Shoppers plan to buy a lot of gift cards this holiday season.
Gift card sales—both physical and digital cards—typically spike during the holiday season. They make easy gifts for hard-to-shop-for family members—but the coronavirus pandemic is fueling even more sales for this product.
U.S. retailers sold 114% more digital gift cards in the third quarter of 2020 compared with Q3 2019, according to survey data from 1,182 U.S. stores that use Rise.ai Inc.’s re-engagement software. Plus, the revenue from selling the digital gift cards increased 65% year over year in Q3, according to Rise.ai, which helps retailers manage gift cards, loyalty programs, referrals and refunds. The data does not include Amazon gift cards nor multi-store gift cards, such as a gift card that could be used at more than one store. For example, a parent brand like Gap Inc. could offer a gift card that could be used at Gap, Old Navy and Banana Republic.
Digital gift card sales are growing for a few reasons, Rise.ai says. With the fear of contracting the coronavirus still looming, consumers are avoiding both in-store shopping and using cash as a form of payment. Purchasing gift cards is also one way consumers have been supporting local businesses during the pandemic. More corporations are giving gift cards to employees to help small and medium businesses too, according to Rise.ai.
Merchants also helped fuel the increase in gift card sales during the pandemic, as many were keen to market gift cards while their stores were closed or overall sales were hurting, as a way to keep revenue flowing in, says Yair Miron, CEO at Rise.ai.
Plus, when a shopper makes a purchase with a gift card, she often spends more than the value of the gift card, generating additional revenue for the retailer, Miron says without providing specific stats. Retailers did generate a greater portion of their online revenue from digital gift card sales during the pandemic compared with 2019, according to Rise.ai data. In September 2020, on average 2.14% of a retailer’s online revenue came from gift card sales compared with 1.77% in September 2019, according to Rise.ai.
Online retailer overstockArt.com (No. 1090 in the 2020 Digital Commerce 360 Next 1000) also noticed this increase in gift card sales during the pandemic with gift card sales at least doubling in 2020, says Amitai Sasson, vice president of ecommerce. During the pandemic, overstockArt.com’s sales have roughly doubled year over year, and gift card purchases have kept up with its rapid sales growth, he says.

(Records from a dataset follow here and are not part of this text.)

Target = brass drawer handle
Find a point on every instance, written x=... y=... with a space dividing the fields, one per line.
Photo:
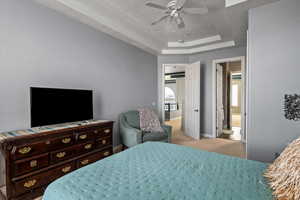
x=88 y=146
x=33 y=163
x=30 y=183
x=66 y=140
x=106 y=153
x=24 y=150
x=83 y=137
x=61 y=155
x=85 y=162
x=66 y=169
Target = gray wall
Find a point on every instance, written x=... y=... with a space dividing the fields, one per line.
x=40 y=47
x=274 y=47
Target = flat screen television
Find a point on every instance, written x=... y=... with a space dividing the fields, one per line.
x=54 y=106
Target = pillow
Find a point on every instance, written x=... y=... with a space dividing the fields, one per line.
x=133 y=119
x=149 y=121
x=284 y=174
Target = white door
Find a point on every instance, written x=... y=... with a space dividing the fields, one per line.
x=192 y=100
x=220 y=105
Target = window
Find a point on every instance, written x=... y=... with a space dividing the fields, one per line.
x=169 y=94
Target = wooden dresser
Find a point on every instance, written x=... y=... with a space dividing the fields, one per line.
x=36 y=157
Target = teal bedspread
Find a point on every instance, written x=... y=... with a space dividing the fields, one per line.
x=160 y=171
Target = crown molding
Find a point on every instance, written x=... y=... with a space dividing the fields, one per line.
x=199 y=49
x=194 y=42
x=107 y=22
x=229 y=3
x=105 y=16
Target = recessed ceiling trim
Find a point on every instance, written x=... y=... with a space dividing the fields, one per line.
x=116 y=28
x=195 y=42
x=229 y=3
x=199 y=49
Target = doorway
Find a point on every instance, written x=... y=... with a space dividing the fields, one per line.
x=181 y=98
x=174 y=97
x=230 y=101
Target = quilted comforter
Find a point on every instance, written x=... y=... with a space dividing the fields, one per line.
x=161 y=171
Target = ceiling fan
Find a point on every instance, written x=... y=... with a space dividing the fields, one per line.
x=174 y=11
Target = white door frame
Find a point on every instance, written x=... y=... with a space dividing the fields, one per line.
x=244 y=94
x=162 y=89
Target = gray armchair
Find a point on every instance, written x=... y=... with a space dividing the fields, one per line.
x=131 y=134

“We’ve already seen more gift card sales than ever before,” Sasson says. “We’re definitely going to see a surge [during the holidays].”
And the holiday season will likely only spur more digital gift card buying. In Deloitte’s annual holiday survey of 4,012 consumers released in October 2020, 48% of consumers (the No. 1 response) plan to buy a gift card—physical or digital—as a gift for the 2020 holiday shopping season. Plus, 42% of consumers would like to receive a gift card as a gift, a top response only behind money (43%).
OverstockArt.com’s gift card sales surge over the holidays. Gift cards purchased through its website generate roughly 10% of sales during the holiday season, compared with 5% during any other season of the year, Sasson says.
Sasson predicts gift card sales will increase even more during the 2020 holiday season because of earlier shipping deadlines due to COVID-19. OverstockArt.com, like other retailers, has noticed delays or slower shipping times from shipping carriers. To ensure it can deliver purchases by Christmas Eve, overstockArt.com is going to set its shipping cutoff date for ground shipping for Dec. 18, before the final weekend of Christmas shopping. In those six days, gift cards will be a big part of its holiday marketing strategy as it will be the only way to capture more holiday sales, Sasson says.